Semel, 64, will remain chairman in a non-executive role after spending the past six years running the company.
"I saw myself as more of a coach than a player going forward," Semel told analysts and media during a Monday conference call.
Signaling Semel's decision was voluntary, Yahoo said he will not receive a severance package. The former movie studio executive already has made a fortune since joining Yahoo in May 2001, having realized nearly $450 million in gains by exercising some of the stock options that he received during his tenure.
Despite Yahoo's recent struggles, Semel received another big bundle of stock options last year that boosted the value of his 2006 compensation package to $71.7 million. That was more than any other CEO among 386 publicly held companies covered in an Associated Press analysis of executive compensation using new rules dictated by the Securities and Exchange Commission.
In Monday's conference call, an emotional Yang hailed Semel as "a role model and mentor" and then sought to defuse recent speculation that Yahoo might be sold to Microsoft Corp. or another suitor hoping to exploit the recent turmoil at the company.
"I am totally excited and energized about assuming the leadership of this great company," Yang said. "We have a long and prosperous future if we execute correctly."
Yang, 38, still owns a 4 percent stake in the company.
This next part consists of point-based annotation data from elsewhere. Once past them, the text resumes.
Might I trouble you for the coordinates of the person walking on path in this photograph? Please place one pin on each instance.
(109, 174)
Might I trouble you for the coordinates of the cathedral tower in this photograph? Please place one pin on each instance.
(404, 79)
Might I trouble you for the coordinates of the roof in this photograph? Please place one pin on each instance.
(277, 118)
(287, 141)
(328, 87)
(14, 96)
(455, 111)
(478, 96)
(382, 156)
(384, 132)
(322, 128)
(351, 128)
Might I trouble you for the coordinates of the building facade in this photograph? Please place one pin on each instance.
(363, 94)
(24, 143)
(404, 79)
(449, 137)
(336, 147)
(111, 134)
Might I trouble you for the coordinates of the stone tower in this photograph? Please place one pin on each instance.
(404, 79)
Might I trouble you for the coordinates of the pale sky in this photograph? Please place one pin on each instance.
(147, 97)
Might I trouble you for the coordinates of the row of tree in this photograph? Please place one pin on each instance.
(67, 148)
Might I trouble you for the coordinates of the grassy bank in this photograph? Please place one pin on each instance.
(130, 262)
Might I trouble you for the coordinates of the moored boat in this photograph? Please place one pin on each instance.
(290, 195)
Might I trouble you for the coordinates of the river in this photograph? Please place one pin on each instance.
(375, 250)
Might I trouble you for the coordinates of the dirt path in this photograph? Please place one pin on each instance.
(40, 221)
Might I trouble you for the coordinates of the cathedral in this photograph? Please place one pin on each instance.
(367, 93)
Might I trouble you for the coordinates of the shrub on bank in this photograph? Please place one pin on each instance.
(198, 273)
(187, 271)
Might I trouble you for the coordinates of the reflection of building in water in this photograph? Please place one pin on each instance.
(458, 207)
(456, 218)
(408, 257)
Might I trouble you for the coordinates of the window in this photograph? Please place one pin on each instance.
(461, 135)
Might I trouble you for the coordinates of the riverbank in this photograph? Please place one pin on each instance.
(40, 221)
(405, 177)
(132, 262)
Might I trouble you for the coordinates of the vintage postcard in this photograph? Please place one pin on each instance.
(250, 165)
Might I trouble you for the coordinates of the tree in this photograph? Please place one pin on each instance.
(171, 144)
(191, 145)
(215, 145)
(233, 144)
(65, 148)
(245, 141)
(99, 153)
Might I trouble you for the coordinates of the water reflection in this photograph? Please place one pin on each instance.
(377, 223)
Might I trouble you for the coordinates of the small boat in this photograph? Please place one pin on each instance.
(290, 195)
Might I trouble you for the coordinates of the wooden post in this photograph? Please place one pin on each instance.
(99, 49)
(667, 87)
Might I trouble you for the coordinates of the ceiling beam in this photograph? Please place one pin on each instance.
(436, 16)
Fellow co-founder David Filo, who is helping to run Yahoo's technology group after the sudden retirement of the department's leader earlier this month, owns a 6 percent stake.
Monday's shake-up unfolded less than a week after Semel faced off with shareholders disillusioned with a nearly 30 percent drop in Yahoo's stock price during the past 18 months as its financial growth fell further behind Google's torrid pace.
Mountain View-based Google now makes more money in a single quarter than Yahoo does in an entire year. The contrast represents a startling comedown for Yahoo, which was the larger of the two companies when Google went public in August 2004.
Since then, Google has steadily expanded upon the Internet's largest advertising network to create nearly $140 billion in shareholder wealth as its stock price increased by more than six-fold. Yahoo's stock, meanwhile, is worth a little bit less than when Google went public.
Google's meteoric rise also has decimated the employee morale at Yahoo, leading to a recent wave of executive departures that raised concerns about whether the company would be able to retain the talent it needs to regain its stride.
Just last week, Semel assured shareholders attending Yahoo's annual meeting that he had the fortitude to lead a comeback. He has been counting on recent improvements to Yahoo's online advertising system and a series of key partnerships to boost profits after the company suffered an 11 percent drop in its first-quarter earnings.
In Monday's conference call, Decker said the advertising upgrade, known as Panama, is delivering results that so far have exceeded management's expectations.
Yahoo shares gained 81 cents finish at $28.12 Monday, then surged $1.14, or 4.1 percent, in the extended session.